I put the book down and put on my winter coat. I walked outside and went to see my older brother, Tony, a sophomore living in Morrissey. It was the first snowfall of the winter, and outside some students were having a snowball fight. As I strolled across the campus, the feelings of euphoria began to come in waves — it felt like an interminably extended orgasm, one that encompassed my mind and spirit as well.

I got to my brother’s room and tried to explain to him what was happening, but I couldn’t articulate it. We talked for a few minutes, and I conveyed to him as best as I could that I was having a religious experience. He walked me back across campus, trying to understand what I was feeling. Outside my dorm, students were still throwing snowballs. One of us may have even been hit by a snowball, but I was so caught up in the moment I hardly took notice.

Along with the feelings of euphoria, I began to feel and understand for absolute certain that God existed and that he had a special plan for me. I didn’t know what that plan was, but the more important thing for me was the absolute knowledge that God existed — something I recently had begun to doubt.

Back in my room I locked the door and called my father. It was well after midnight, and my parents were asleep. It took my Dad a minute or two to realize I was calling from neither the hospital nor the police station. I tried to explain to him what was happening to me but couldn’t articulate it to him either. I began sobbing uncontrollably — from pure joy. My father somehow picked up what was happening to me, despite my gibberish and blubbering, and I remember him reminding me about Saul getting struck down from his horse on the road to Tarsus. After a half-hour of weeping over the phone, I hung up.

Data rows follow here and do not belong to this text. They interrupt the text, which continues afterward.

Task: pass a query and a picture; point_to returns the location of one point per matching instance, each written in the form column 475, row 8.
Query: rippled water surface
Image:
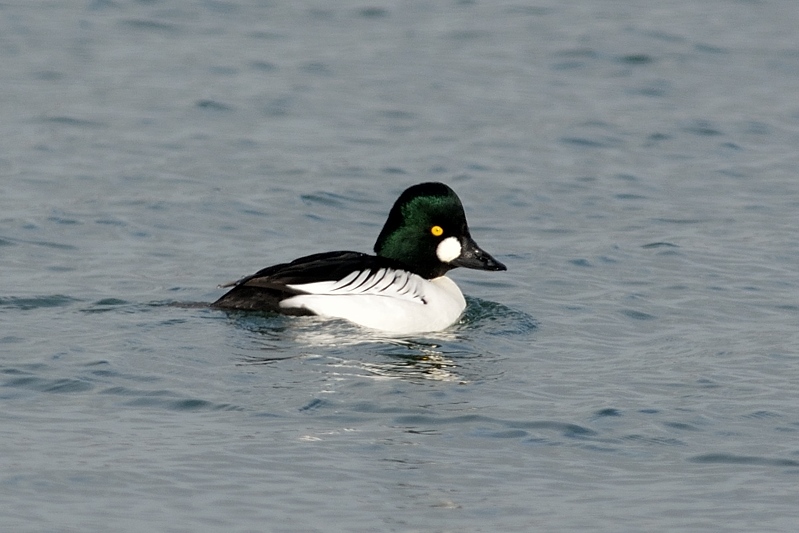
column 634, row 164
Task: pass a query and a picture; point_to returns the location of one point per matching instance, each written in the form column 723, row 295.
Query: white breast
column 388, row 300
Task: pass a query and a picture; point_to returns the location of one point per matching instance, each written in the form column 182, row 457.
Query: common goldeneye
column 400, row 290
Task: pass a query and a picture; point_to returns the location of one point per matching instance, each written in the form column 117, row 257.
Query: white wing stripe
column 382, row 282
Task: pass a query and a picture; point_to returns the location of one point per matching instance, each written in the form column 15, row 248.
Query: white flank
column 449, row 249
column 389, row 300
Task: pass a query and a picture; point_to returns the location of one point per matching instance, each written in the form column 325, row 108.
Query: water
column 633, row 164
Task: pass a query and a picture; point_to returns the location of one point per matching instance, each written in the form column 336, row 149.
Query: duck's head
column 427, row 231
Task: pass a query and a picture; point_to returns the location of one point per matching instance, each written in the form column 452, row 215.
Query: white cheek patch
column 448, row 250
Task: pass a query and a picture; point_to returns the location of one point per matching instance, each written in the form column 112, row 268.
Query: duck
column 401, row 289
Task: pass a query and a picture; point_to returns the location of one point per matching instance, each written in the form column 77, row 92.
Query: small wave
column 495, row 319
column 751, row 460
column 37, row 302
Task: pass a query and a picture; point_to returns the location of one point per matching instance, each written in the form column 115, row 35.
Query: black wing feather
column 264, row 290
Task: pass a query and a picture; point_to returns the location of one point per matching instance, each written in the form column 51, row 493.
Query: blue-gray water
column 633, row 163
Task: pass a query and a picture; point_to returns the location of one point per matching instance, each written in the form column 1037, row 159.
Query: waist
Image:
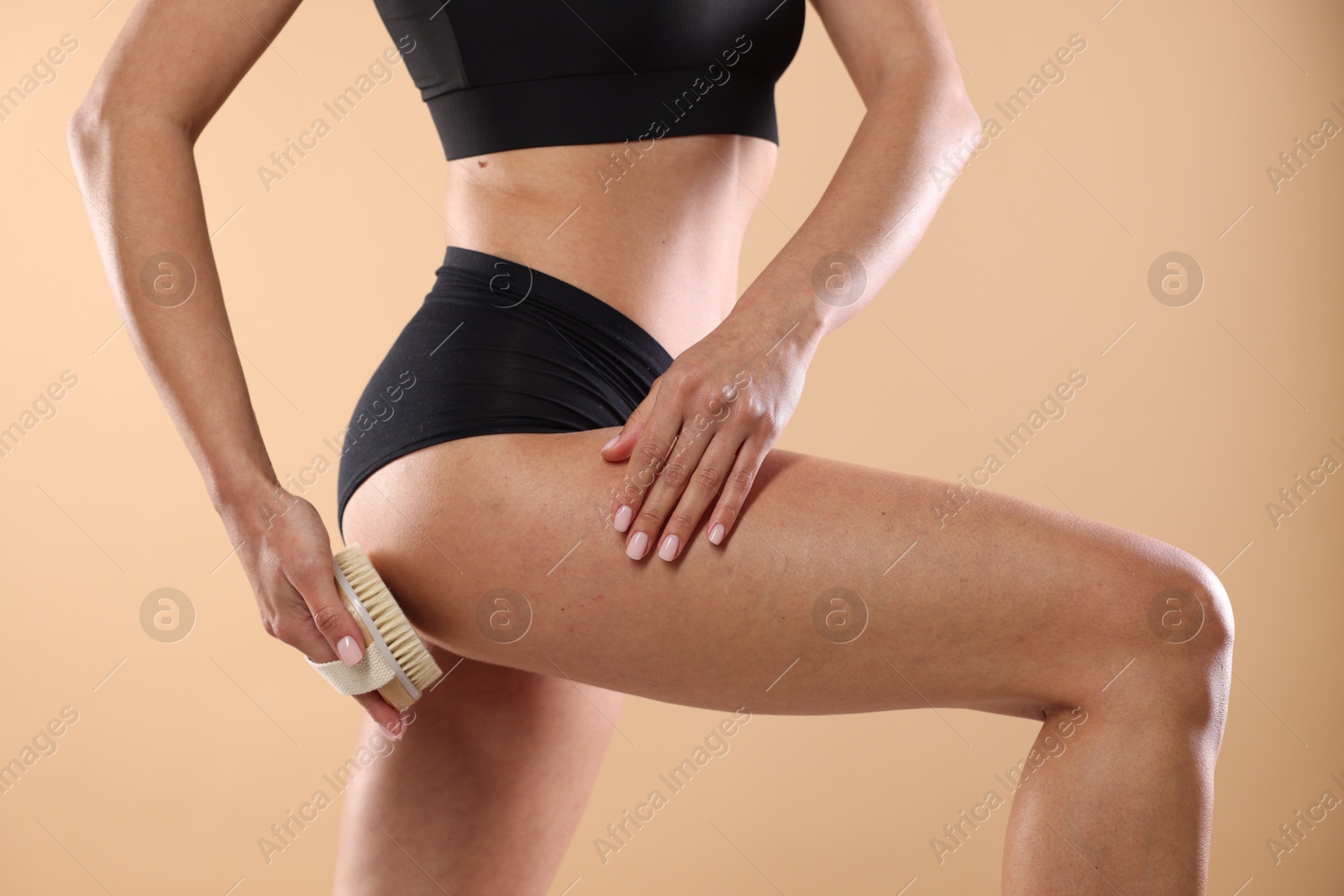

By that time — nearly two hours later — the feeling had begun to recede. I felt washed clean and emptied out, my insides swept away by the force of the emotions that had been churning in me. The euphoria was gone, but the absolute certainty I had of God’s existence had been implanted like a rock in the center of my being.

As the years went by, and I took courses in existentialism and postmodernism at both the undergraduate and graduate levels, I faced many challenges to my faith. Although my specific memory of the incident is nothing like it once was, and many arguments have tried to weather that rock away, it remains. It is perhaps only a pebble now, but it remains.


James M. Lang, an assistant professor of English at Assumption College in Worcester, Massachusetts, is the author of Learning Sickness: A Year with Crohn’s Disease.